The first, “Broken Voices”, takes place in the early twentieth century and has the most conventionally “gothic” setting of the three: the house of an old schoolmaster that stands in the shadow of an imposing, eerie cathedral.  The schoolmaster is tasked with looking after two lonely boys from the cathedral boarding school who have no home or family to go to during the Christmas holiday; at first, none of the three are particularly keen on the arrangement, but after an evening of ghost stories by the fire the boys’ interest in their previously uninviting surroundings is piqued.  What is the truth about the demise of the unfortunate Mr. Goldsworthy, Master of Music at the cathedral, who fell to his death from the tower nearly two hundred years before -was it really an accident or was there a more sinister explanation?  And is there a connection between his tragic end and the shadowy figure and untraceable music that can be seen and heard within the cathedral walls?

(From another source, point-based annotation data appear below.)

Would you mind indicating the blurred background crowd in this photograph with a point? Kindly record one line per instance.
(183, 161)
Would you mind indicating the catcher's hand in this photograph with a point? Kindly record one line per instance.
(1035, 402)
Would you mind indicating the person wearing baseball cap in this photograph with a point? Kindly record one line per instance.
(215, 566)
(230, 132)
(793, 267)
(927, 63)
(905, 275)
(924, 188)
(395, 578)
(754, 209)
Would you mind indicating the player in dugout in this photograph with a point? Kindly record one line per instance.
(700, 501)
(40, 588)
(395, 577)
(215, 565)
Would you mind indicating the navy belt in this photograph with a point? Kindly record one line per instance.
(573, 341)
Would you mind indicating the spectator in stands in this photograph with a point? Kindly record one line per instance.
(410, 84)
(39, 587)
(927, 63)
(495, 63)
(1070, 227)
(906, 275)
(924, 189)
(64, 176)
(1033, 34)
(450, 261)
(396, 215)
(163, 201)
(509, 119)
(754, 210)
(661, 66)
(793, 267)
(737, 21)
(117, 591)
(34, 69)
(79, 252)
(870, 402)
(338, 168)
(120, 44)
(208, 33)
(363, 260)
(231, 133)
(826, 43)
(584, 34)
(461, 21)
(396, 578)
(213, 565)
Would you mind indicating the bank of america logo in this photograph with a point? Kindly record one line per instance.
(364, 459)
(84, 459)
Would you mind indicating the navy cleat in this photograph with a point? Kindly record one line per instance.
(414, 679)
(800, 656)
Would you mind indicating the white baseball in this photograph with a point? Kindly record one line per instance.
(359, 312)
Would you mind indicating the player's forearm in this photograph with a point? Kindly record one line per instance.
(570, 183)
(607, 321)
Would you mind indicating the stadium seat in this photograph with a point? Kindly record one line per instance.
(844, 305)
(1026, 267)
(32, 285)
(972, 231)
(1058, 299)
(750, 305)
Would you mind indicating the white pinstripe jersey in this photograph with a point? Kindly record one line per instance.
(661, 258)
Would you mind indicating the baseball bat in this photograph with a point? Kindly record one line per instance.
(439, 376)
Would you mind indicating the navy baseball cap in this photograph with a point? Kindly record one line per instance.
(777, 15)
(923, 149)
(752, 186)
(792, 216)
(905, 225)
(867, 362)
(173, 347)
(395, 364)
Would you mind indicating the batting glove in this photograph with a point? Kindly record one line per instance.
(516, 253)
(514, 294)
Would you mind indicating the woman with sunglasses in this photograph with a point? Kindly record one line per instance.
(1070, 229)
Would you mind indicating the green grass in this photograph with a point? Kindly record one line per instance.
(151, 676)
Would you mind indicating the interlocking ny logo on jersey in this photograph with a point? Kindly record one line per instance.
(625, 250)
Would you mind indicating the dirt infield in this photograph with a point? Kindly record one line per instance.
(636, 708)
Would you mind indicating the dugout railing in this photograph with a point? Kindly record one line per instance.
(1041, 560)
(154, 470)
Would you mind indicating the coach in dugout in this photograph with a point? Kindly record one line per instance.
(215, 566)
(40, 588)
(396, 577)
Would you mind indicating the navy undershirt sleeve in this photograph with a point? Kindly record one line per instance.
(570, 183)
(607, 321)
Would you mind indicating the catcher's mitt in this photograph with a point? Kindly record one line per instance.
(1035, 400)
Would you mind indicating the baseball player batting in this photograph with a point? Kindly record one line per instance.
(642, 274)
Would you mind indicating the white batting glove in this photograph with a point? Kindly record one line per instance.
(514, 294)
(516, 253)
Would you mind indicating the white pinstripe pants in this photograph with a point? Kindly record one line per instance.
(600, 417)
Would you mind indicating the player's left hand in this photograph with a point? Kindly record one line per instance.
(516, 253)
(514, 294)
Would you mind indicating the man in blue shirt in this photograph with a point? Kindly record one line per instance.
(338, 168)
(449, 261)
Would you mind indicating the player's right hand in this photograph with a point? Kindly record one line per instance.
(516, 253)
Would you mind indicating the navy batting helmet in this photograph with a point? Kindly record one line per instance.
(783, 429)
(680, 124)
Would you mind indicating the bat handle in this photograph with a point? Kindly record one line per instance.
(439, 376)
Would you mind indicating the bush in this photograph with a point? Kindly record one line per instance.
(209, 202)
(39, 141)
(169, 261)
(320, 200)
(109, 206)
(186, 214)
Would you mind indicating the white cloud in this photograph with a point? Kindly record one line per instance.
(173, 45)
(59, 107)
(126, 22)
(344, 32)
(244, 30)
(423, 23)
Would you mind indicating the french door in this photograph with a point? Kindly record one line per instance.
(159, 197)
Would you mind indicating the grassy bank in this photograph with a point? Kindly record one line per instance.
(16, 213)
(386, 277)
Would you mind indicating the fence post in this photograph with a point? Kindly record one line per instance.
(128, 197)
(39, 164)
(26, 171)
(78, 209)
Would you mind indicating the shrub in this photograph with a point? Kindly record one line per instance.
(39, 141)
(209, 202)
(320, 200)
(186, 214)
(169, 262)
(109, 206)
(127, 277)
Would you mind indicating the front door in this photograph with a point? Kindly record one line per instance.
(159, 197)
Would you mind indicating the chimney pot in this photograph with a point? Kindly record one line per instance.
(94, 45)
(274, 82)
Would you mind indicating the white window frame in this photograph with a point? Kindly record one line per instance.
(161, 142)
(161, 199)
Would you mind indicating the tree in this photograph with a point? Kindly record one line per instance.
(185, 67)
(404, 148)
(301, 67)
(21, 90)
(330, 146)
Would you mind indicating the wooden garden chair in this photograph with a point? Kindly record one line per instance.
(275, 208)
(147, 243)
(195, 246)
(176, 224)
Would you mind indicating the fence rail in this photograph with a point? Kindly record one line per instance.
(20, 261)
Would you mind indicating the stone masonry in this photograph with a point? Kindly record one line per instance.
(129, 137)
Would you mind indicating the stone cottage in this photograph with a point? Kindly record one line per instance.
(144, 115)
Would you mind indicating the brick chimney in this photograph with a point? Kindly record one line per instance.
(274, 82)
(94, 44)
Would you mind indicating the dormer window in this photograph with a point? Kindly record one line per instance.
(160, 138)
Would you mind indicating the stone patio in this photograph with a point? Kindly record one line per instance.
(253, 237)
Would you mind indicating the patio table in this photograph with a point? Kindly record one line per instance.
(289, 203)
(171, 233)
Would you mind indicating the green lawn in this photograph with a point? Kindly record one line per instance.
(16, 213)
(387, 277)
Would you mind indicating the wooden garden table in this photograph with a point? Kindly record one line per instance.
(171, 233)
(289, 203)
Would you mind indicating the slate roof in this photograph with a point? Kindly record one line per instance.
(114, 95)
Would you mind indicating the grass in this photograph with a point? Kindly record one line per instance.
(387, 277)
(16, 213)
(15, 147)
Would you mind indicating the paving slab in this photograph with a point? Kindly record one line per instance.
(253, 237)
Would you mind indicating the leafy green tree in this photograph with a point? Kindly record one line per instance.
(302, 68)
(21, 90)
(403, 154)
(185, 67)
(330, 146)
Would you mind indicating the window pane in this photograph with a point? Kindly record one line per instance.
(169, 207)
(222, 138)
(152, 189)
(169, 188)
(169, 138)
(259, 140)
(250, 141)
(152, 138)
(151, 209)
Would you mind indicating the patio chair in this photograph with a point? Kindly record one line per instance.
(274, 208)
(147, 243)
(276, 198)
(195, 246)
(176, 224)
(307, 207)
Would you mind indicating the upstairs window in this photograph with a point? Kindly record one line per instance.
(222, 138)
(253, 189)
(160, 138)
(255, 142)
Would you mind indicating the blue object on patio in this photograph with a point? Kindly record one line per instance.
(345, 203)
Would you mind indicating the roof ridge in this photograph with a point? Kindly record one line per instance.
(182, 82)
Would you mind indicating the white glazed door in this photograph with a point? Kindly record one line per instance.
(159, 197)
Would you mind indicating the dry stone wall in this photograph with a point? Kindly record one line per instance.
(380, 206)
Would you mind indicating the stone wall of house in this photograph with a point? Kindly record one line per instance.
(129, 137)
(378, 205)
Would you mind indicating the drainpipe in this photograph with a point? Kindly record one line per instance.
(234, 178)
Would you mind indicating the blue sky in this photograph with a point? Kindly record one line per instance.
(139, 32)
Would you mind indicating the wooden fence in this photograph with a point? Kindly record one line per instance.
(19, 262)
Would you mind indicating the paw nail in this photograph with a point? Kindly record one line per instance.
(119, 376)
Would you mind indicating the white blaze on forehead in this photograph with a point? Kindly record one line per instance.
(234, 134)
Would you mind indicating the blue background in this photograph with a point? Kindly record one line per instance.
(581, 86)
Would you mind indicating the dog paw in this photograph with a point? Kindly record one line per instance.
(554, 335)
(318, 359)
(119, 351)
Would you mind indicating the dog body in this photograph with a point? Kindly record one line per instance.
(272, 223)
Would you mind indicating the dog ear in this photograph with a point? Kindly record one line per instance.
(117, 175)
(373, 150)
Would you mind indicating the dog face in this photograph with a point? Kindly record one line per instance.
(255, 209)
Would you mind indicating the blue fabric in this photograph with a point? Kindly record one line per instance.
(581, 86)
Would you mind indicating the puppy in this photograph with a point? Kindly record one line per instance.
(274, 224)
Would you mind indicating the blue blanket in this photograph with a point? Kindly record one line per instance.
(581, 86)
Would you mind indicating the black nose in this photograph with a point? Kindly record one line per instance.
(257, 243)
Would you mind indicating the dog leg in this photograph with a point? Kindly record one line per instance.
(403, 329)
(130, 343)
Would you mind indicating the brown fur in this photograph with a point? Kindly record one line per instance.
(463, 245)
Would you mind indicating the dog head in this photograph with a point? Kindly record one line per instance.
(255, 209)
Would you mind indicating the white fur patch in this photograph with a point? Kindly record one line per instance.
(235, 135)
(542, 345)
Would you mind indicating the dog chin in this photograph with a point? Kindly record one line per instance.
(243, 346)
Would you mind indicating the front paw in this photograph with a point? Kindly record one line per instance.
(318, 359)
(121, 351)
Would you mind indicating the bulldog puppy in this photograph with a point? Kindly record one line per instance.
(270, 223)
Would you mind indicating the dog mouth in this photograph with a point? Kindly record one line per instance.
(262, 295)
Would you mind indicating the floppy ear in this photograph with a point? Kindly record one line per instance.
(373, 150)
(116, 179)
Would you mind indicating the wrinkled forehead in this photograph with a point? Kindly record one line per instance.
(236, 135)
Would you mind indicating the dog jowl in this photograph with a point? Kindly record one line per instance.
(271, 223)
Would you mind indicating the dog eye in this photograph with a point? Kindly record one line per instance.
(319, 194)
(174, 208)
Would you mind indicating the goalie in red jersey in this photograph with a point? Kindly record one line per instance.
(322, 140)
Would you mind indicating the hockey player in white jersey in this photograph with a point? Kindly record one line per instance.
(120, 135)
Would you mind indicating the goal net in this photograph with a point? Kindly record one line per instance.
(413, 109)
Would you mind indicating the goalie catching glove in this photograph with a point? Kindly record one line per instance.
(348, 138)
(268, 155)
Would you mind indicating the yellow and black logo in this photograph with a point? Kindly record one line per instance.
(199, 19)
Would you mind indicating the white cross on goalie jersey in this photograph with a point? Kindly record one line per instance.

I loved the traditional feel of this first story; it fulfils every obligation of a good ghost story, and there’s an element of comfort in revisiting the familiar ground of what you would consider the epitome of the spooky story to be.  Reading it was akin to putting on a pair of fluffy slippers and I was completely delighted by it.  You get the feeling that the author really relished following in the footsteps of Charles Dickens, Wilkie Collins and other such writers, and I would put money on the fact that Andrew Taylor has a genuine love for those writers who paved the way for this kind of story.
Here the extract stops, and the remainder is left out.